Flow-Cut Gaps and Network Coding
Anna Blasiak, Cornell University
The classic max-flow min-cut theorem states that in a network with one source and one sink, the amount of information that can be sent from the source to the sink is equal to the minimum capacity of a set of edges separating the source from the sink. This equivalence allows for efficient computation of both parameters.
Modifying traffic demands, constraints, and optimization functions yields many variations of the max-flow problem. In all of these variations there is a corresponding cut minimization problem whose optimal value serves as an upper bound on the max-flow. But unlike the single source-sink version, the cut upper bound is rarely equal to the max-flow. The flow-cut gap, the worst possible ratio between the max-flow rate and the cut upper bound, is an important area of study for developing approximation algorithms and gaining a better understanding of network flow.

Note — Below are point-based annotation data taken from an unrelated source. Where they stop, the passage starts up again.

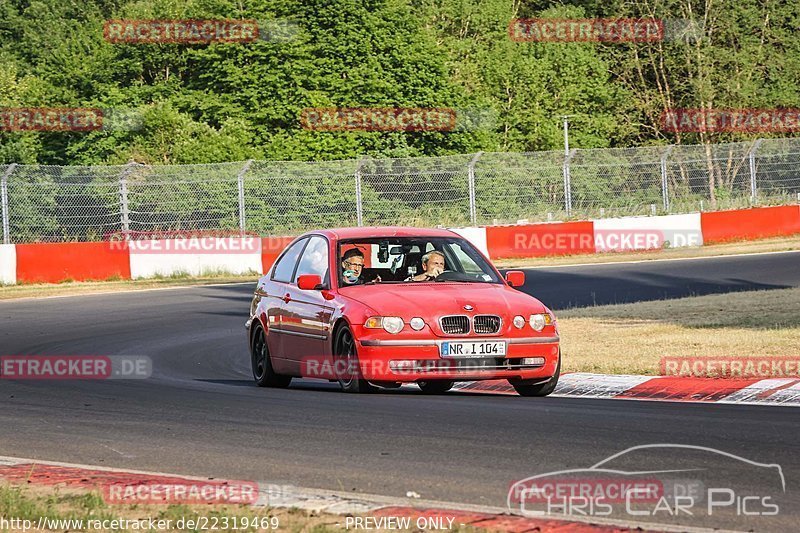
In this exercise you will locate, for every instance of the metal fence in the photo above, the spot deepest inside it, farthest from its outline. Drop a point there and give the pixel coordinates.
(85, 203)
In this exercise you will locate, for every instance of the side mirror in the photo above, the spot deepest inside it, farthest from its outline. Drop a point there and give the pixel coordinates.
(309, 282)
(515, 278)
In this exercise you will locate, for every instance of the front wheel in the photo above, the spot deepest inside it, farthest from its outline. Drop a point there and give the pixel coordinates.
(260, 361)
(435, 387)
(539, 389)
(348, 371)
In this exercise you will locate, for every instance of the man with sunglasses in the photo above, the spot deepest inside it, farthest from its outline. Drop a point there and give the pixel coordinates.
(353, 266)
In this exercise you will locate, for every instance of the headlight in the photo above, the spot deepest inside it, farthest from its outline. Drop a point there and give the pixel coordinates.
(539, 321)
(392, 324)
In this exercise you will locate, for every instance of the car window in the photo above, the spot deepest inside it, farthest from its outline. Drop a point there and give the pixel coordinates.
(285, 268)
(468, 264)
(315, 258)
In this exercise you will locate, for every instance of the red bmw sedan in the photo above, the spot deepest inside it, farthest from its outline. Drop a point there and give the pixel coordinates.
(382, 306)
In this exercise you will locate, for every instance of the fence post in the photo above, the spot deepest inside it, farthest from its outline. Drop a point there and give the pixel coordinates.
(359, 205)
(752, 157)
(473, 214)
(664, 180)
(4, 202)
(123, 199)
(240, 188)
(568, 181)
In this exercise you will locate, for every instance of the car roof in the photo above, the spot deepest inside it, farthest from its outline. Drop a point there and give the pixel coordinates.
(367, 232)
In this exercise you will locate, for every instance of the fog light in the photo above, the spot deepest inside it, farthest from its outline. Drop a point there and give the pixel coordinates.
(532, 361)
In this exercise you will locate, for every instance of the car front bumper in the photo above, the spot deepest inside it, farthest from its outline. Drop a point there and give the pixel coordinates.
(410, 360)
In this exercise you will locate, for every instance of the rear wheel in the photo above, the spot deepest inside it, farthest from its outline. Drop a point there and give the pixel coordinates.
(260, 361)
(348, 370)
(538, 389)
(435, 387)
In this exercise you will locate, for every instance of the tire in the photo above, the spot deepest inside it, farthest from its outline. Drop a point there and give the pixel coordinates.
(435, 387)
(538, 389)
(261, 363)
(345, 357)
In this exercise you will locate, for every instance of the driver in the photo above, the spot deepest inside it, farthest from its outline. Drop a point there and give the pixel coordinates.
(353, 268)
(432, 266)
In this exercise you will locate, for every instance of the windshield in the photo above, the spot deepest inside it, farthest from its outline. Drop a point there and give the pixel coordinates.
(412, 260)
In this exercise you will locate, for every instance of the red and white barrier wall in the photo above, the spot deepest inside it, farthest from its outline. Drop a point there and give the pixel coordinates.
(56, 262)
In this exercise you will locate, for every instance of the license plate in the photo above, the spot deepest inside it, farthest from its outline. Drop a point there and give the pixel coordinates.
(472, 349)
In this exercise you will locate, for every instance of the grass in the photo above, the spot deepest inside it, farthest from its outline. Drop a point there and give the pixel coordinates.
(632, 338)
(68, 288)
(60, 503)
(780, 244)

Related to the max-flow problem is the network coding rate, the maximum transmission rate of information in networks whose nodes can perform nontrivial encoding and decoding operations on incoming messages. The network coding rate is always as big as the max-flow rate and can be much larger. A spectacular result of network coding theory is that in the multicast problem, a setting with a large flow-cut gap, the coding rate is always equal to the cut bound. This talk considers the relations between the flow rate, coding rate, and cut bounds for multicommodity flow problems. I present new coding-cut gaps, the worst-case ratio between the coding rate and cut upper bound. Further, I show that there exist paradigms apart from multicast in which coding can bridge the flow-cut gap. Specifically, in the network that provides the largest known separation (Saks et al.) between the maximum multicommodity flow and multicut, the coding rate is equal to the multicut.
This is joint work with Robert Kleinberg (Cornell University) and Eyal Lubetzky (Microsoft Research Redmond).